Abstract
Purpose :
The chronic use of chloroquine is associated with bull’s eye retinopathy, resulting in loss of central photoreceptors and impaired vision. The drug accumulates in the RPE, and is well known to elevate lysosomal pH. While the disease has been recognized for many years, the mechanistic steps linking elevated lysosomal pH in RPE cells to photoreceptor loss are not well understood. We have developed a mouse model of chloroquine retinopathy to identify key steps in disease progression. The model demonstrates an increase in markers of oxidative stress and a rise in the lipids surrounding Bruch’s membrane. This study represents an initial examination of inflammatory markers in the retina of mice treated with chloroquine.
Methods :
The mouse chloroquine retinopathy was induced by injecting chloroquine (50mg/kg) intraperitoneally into 3-6 month old C57BL/6J mice 3x/week for 6 weeks. mRNA expression was examined in retinal tissues using qPCR. IBA-1 staining in retinal sections was detected immunohistochemically.
Results :
Mice treated with chloroquine showed an increase in mRNA for inflammasome components IL-1β mRNA and caspase1 in the retina compared to untreated mice, consistent with a priming of the inflammasome.
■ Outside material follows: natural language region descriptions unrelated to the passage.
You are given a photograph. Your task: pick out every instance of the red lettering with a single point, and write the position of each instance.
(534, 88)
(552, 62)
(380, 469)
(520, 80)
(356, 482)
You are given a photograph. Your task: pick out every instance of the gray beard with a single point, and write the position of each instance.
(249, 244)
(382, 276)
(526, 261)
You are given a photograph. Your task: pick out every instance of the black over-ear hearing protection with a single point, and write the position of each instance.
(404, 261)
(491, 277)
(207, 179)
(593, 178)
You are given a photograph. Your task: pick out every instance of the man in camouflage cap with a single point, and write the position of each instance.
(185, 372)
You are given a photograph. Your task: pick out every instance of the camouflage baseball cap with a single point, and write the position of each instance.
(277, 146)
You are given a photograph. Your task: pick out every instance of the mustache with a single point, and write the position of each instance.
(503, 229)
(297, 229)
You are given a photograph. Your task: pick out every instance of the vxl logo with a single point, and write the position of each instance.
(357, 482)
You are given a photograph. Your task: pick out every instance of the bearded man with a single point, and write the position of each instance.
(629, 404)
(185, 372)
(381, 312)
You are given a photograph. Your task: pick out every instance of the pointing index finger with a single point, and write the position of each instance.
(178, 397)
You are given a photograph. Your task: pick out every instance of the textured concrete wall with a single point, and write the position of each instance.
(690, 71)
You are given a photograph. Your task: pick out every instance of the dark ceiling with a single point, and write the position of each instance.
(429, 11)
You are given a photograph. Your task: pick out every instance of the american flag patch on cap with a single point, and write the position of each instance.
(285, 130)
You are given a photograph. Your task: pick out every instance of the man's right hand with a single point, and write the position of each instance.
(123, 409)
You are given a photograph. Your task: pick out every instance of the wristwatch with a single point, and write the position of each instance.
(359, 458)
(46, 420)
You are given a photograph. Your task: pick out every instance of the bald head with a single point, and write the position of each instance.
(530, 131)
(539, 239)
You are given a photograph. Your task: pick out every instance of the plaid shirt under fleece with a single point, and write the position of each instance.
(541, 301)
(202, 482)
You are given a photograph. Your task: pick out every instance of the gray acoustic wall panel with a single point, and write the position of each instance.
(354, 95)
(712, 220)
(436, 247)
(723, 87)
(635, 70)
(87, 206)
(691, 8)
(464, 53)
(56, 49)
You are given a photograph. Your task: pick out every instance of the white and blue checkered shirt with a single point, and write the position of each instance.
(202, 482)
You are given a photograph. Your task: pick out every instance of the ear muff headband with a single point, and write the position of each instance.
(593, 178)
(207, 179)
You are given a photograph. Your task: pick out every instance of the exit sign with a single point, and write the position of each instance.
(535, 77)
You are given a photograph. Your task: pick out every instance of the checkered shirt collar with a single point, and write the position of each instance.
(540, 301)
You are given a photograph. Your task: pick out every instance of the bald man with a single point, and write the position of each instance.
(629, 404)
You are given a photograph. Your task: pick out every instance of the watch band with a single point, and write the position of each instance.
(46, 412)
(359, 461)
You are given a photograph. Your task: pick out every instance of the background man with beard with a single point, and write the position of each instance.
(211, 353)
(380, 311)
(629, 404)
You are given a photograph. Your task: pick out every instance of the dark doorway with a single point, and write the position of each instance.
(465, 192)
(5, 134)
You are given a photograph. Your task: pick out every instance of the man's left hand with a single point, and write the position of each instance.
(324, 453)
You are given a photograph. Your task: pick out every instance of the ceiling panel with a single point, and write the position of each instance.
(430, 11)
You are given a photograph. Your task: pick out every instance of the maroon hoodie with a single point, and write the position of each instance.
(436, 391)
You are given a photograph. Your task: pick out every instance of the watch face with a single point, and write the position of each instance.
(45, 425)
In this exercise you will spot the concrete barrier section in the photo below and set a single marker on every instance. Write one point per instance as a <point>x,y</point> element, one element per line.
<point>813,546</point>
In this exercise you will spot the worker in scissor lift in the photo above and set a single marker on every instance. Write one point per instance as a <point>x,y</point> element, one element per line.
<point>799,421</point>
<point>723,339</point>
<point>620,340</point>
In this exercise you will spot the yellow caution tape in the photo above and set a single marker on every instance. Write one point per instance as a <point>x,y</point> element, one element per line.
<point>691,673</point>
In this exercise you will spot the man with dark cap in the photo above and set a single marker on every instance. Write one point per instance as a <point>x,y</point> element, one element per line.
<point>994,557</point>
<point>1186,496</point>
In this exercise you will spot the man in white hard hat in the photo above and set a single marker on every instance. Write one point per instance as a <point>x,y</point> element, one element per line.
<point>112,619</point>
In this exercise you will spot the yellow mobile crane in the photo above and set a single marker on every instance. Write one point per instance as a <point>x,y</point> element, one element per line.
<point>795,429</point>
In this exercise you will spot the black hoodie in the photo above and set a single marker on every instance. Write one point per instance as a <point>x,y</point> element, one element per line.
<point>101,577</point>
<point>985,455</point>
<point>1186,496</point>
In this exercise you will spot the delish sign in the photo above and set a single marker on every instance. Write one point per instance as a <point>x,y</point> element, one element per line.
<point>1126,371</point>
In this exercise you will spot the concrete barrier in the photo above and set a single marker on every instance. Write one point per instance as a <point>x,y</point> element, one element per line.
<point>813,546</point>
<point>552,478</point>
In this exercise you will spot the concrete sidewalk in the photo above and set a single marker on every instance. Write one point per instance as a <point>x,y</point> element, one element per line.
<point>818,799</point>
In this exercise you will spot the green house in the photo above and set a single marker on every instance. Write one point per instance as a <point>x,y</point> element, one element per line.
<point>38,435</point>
NTPDase1 was also increased, indicating a rise in extracellular ATP in the retina. Staining for microglia with IBA-1 was increase in the inner retina in chloroquine treated mice. IBA-1 positive processes were also observed extending into the outer nuclear layer in chloroquine treated mice.
Conclusions :
These data provide preliminary evidence for increased inflammation in the retina of mice treated with chloroquine chronically. The rise in mRNA for caspase 1 and IL-1 β are consistent with the priming of inflammasome involvement. The increased expression of NTPDase1 suggests a rise in extracellular ATP; as ATP can activate the inflammasome through the P2X7 receptor this suggests a possible link to pathological changes observed in the mouse model. The increased staining for IBA-1 implied a rise in microglial activation in treated mice. While these observations suggest inflammatory involvement, future experiments will indicate whether this is linked to photoreceptor death.
This is an abstract that was submitted for the 2016 ARVO Annual Meeting, held in Seattle, Wash., May 1-5, 2016.